Com a queda do Muro de Berlim e o esfacelamento dos regimes do chamado bloco socialista do leste europeu, muitos dos que se opunham ao pensamento de Marx apregoaram que, em muito pouco tempo, as ideias do filósofo alemão seriam sepultadas pela poeira do tempo e esquecidas. Mas não foi o que ocorreu. E dois escritores marxistas, separados por gerações, têm opiniões mais ou menos congruentes acerca do que aconteceu com a revitalização do pensamento de Karl Marx após o desmantelamento dos regimes comunistas na Europa.
Para o falecido historiador britânico Eric Hobsbawm:
“o fim do marxismo oficial na União Soviética liberou Marx da identificação pública com o leninismo na teoria e com os regimes leninistas na prática. Ficou claríssimo que havia ainda muitas e boas razões para se levar em conta o que Marx tinha a dizer sobre o mundo”.
O jovem filósofo marxista italiano Marcello Musto vai na mesma linha interpretativa de Hobsbawm:
“Após a implosão da União Soviética, o cenário político também contribuiu para renovar a percepção a respeito dele. Com o fim do marxismo-leninismo, ele foi liberado, de fato, das correntes de uma ideologia infinitamente distante de sua concepção de sociedade”.

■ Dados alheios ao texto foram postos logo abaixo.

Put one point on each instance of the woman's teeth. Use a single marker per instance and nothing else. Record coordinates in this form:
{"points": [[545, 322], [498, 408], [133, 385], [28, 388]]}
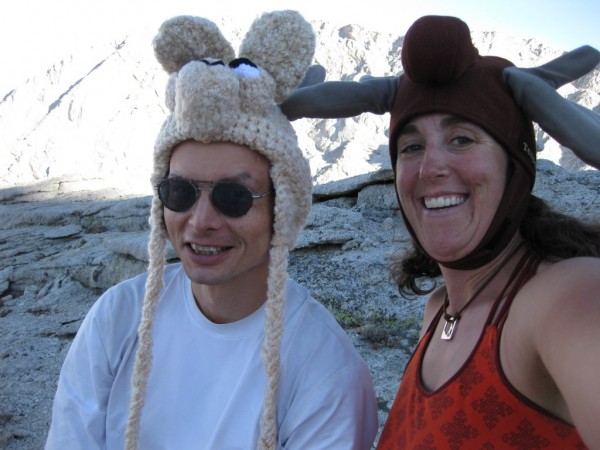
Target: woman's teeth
{"points": [[444, 202], [202, 250]]}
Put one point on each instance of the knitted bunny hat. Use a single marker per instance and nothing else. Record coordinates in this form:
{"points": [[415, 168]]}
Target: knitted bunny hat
{"points": [[214, 97]]}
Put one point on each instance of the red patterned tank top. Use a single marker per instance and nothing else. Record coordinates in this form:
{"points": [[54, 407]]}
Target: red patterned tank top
{"points": [[477, 408]]}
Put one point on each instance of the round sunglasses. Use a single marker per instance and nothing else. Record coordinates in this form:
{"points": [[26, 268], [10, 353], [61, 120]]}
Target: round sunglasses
{"points": [[229, 198]]}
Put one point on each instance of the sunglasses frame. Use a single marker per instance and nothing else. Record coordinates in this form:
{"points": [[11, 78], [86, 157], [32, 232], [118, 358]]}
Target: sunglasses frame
{"points": [[210, 188]]}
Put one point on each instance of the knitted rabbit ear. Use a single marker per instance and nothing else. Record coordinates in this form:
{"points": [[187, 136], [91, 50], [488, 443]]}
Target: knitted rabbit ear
{"points": [[283, 44], [570, 124], [183, 39]]}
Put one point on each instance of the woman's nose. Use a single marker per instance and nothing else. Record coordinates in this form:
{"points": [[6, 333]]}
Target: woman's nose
{"points": [[433, 162]]}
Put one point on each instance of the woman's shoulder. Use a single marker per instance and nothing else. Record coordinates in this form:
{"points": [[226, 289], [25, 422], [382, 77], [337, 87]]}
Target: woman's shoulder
{"points": [[568, 284]]}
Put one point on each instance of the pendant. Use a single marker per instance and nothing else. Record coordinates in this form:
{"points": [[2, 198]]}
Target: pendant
{"points": [[448, 329]]}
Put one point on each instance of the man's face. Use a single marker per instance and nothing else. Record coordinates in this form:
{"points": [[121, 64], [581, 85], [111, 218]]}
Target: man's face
{"points": [[216, 249]]}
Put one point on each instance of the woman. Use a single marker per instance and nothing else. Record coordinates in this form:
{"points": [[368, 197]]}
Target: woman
{"points": [[508, 356]]}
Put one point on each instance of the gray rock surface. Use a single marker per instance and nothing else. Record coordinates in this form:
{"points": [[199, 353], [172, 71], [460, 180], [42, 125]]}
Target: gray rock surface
{"points": [[76, 141]]}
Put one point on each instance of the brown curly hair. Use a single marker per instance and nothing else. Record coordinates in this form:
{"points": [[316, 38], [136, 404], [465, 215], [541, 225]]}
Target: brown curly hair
{"points": [[548, 234]]}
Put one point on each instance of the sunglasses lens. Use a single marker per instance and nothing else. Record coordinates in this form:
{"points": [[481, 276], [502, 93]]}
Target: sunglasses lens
{"points": [[176, 194], [232, 199]]}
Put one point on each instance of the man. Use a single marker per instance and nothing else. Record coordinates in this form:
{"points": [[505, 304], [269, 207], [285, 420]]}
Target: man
{"points": [[222, 350]]}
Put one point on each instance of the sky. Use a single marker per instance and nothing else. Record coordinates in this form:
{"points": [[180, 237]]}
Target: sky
{"points": [[36, 33]]}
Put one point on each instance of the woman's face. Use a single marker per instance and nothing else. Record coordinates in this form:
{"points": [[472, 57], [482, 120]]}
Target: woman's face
{"points": [[450, 178]]}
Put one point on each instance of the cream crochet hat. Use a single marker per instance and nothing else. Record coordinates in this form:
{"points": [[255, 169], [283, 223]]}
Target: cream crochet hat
{"points": [[213, 96]]}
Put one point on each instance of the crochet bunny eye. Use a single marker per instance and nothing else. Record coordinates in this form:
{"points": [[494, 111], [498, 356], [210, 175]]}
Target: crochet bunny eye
{"points": [[244, 68]]}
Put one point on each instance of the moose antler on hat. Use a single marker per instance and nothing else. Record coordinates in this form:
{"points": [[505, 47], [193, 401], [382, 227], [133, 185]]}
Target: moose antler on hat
{"points": [[534, 89]]}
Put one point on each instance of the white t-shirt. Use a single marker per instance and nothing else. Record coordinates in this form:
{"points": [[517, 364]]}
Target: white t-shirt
{"points": [[206, 387]]}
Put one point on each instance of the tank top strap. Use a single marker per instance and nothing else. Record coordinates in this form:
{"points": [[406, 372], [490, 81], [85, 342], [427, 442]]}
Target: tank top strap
{"points": [[524, 270]]}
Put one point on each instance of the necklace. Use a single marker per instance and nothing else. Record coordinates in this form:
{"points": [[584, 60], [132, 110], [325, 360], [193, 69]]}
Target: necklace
{"points": [[451, 320]]}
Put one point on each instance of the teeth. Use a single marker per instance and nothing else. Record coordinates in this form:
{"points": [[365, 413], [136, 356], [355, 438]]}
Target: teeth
{"points": [[202, 250], [444, 202]]}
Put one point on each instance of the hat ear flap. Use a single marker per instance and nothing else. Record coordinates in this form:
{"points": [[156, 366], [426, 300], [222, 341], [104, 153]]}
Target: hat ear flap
{"points": [[570, 124], [183, 39], [283, 44]]}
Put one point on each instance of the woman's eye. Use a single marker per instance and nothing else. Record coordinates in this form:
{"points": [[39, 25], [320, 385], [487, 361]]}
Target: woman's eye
{"points": [[462, 140], [410, 148]]}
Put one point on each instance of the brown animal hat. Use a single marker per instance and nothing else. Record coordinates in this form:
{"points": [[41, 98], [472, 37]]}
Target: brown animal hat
{"points": [[214, 97], [444, 73]]}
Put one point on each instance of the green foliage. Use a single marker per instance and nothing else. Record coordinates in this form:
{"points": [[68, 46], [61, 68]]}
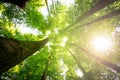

Na última década, com a crise no capitalismo mundial iniciada em 2008, o nome de Karl Marx voltou a ter um renovado destaque. E, à medida que se agrava a disparidade na distribuição da renda entre as regiões e as pessoas no mundo, o pensamento do filósofo de Trier se torna cada vez mais atual porque, como escreveu Hobsbawm:
“O mundo capitalista globalizado que surgiu na década de 1990 exibia, em vários aspectos vitais, uma estranha semelhança com o mundo previsto por Marx no ‘Manifesto Comunista’”.